I’ve been trying to make a camembert-style cheese this weekend. The lovely rind and flavour found in this kind of cheese comes from a white mould produced by the fungus penicillium candidum. This fungus can be obtained in a freeze-dried format from cheesemaking supply shops, or, as I decided to try, from the rind of another good camembert-style cheese.
I’ll write more about the cheese-making itself later as what I want to write about now is the cheese I used as the inoculent.
I had a possibly irrational desire for an English cheese, so chose Tunworth. This cheese is made by Hampshire cheeses and won Supreme Champion at the British Cheese Awards in 2006, as well as a gold at the World Cheese Awards 2007; it seemed like it might be a good mother-cheese.
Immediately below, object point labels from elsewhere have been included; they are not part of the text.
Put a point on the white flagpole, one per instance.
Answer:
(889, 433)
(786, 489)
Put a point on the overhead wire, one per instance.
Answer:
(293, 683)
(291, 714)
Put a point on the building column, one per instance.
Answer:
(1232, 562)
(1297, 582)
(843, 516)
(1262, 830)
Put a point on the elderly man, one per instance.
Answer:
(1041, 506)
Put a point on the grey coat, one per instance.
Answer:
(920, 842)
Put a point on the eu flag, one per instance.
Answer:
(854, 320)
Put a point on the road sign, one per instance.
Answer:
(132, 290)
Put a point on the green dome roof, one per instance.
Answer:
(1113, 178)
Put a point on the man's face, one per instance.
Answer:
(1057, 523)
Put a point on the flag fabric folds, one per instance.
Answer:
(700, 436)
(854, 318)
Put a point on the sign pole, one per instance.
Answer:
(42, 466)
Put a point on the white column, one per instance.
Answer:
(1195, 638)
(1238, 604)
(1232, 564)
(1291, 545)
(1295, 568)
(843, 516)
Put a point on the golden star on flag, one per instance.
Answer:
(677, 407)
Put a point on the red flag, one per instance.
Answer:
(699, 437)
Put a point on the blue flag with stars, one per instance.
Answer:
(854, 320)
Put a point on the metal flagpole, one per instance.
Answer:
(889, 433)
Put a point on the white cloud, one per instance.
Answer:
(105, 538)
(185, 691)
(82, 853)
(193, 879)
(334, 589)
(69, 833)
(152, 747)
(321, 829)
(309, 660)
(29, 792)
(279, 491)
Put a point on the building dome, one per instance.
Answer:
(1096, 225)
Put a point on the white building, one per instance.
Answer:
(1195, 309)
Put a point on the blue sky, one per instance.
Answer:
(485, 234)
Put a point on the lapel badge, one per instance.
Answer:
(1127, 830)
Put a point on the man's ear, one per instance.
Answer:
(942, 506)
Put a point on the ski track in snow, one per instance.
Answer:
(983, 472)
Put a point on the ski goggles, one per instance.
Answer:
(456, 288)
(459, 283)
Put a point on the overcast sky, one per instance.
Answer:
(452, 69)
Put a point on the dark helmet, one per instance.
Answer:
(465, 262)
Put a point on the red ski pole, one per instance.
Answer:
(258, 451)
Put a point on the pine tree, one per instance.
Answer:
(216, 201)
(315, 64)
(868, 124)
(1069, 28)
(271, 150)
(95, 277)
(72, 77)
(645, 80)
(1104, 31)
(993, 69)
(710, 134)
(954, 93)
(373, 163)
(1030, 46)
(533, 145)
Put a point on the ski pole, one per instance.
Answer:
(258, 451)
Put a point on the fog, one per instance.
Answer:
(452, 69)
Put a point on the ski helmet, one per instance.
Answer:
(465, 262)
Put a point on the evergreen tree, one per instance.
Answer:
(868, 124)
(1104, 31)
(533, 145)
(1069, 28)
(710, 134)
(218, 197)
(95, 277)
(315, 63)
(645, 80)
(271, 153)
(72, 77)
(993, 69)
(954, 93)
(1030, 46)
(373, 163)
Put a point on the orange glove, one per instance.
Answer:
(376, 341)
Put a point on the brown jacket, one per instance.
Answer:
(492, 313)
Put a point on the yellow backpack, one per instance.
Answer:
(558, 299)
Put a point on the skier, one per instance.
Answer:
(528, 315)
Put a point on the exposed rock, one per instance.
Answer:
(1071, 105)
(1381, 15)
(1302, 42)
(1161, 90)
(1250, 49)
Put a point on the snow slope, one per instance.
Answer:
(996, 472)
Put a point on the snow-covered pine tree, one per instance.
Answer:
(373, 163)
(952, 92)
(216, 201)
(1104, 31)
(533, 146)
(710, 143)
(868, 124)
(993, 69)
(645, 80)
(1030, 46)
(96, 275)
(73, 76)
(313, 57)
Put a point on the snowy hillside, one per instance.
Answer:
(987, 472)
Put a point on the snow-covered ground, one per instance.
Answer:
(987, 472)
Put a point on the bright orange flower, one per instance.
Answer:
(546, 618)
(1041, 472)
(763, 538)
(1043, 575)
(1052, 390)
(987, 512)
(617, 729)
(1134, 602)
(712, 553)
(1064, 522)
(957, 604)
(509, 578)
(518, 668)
Produced from unpasteurised cows milk, it has a strong, grassy, almost farmyard (in a good way) aroma. The smell alone made me want to eat it although some of my work colleagues were slightly less enthusiastic when I kept in in the fridge for the last few hours of Friday.
The texture is gooey, sticking to the knife and the back of my teeth. I’m still working on how to describe the taste of cheese but it is rich – with an earthy, almost sour, kick. I would be really happy if my cheese comes any where close to this.
I think that you have describe it pretty well, I feel like eating some now!